Though I would still consider myself a “recent graduate”, I also believe that I’m rapidly approaching a point in my life at which I’ll need to begin operating as a real adult. This is not to say that the two are mutually exclusive by any means. Some of my best friends my own age have been real adults for years. What I mean by this is that I’ve just settled into my first rental agreement, landed my first full-time job (that pays more than $100/month), and am in the midst of organizing the finances for my business as a web developer. I’ve read lots of articles, books, and blog posts about freelancing. I recently came across this article, which goes so far as to list suggestions for specific tools you can use to help you get your shit together.

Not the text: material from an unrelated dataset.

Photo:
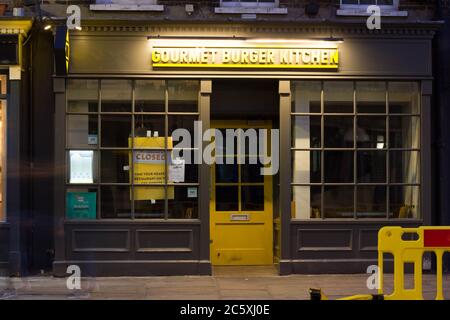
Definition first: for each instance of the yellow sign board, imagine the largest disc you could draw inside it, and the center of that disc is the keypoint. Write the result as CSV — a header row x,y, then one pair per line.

While the article covers everything from deciding whether or not freelancing is even for you to the nitty-gritty of keeping track of your to-do lists, I found myself paying special attention to the section on finances and invoicing near the bottom. I’d already decided to give FreshBooks a try (it’s going really well so far), but it got me thinking seriously about the significance of the work I’m doing. In college, web development was something I dabbled in because I thought it was interesting. Now, combined with teaching and some administrative work, it’s what keeps a roof over my head. Luckily, I spent the last year as a Jesuit Volunteer. One of the keys pillars of the program is simple living. I know how to get the most out of my money while making choices that are as healthy and sustainable as possible.
Thanks to my year of service, I’ve gotten used to living on a tight budget. While I certainly don’t expect to continue living on quite so little, it gave me some strategies for determining what I should include in my monthly budget and how much I should allot for each budget line. That experience has luckily given me the confidence to approach the budgeting for my freelance business. Obviously, this sort of information depends heavily on the individual, but there are definitely steps that anyone can take to bring their monthly expenses down.
- Get rid of the boob tube (Ain’t nobody got time for that anyway.)
- Buy in bulk (Even if you’re just one person, you can always freeze stuff.)
- Look for discounts (I found a discount code for $60 off Gravity Forms!)
- Carpool (Or, even better, invest in a bicycle.)
- Consider using a co-working space (Like they do at Grand Circus!)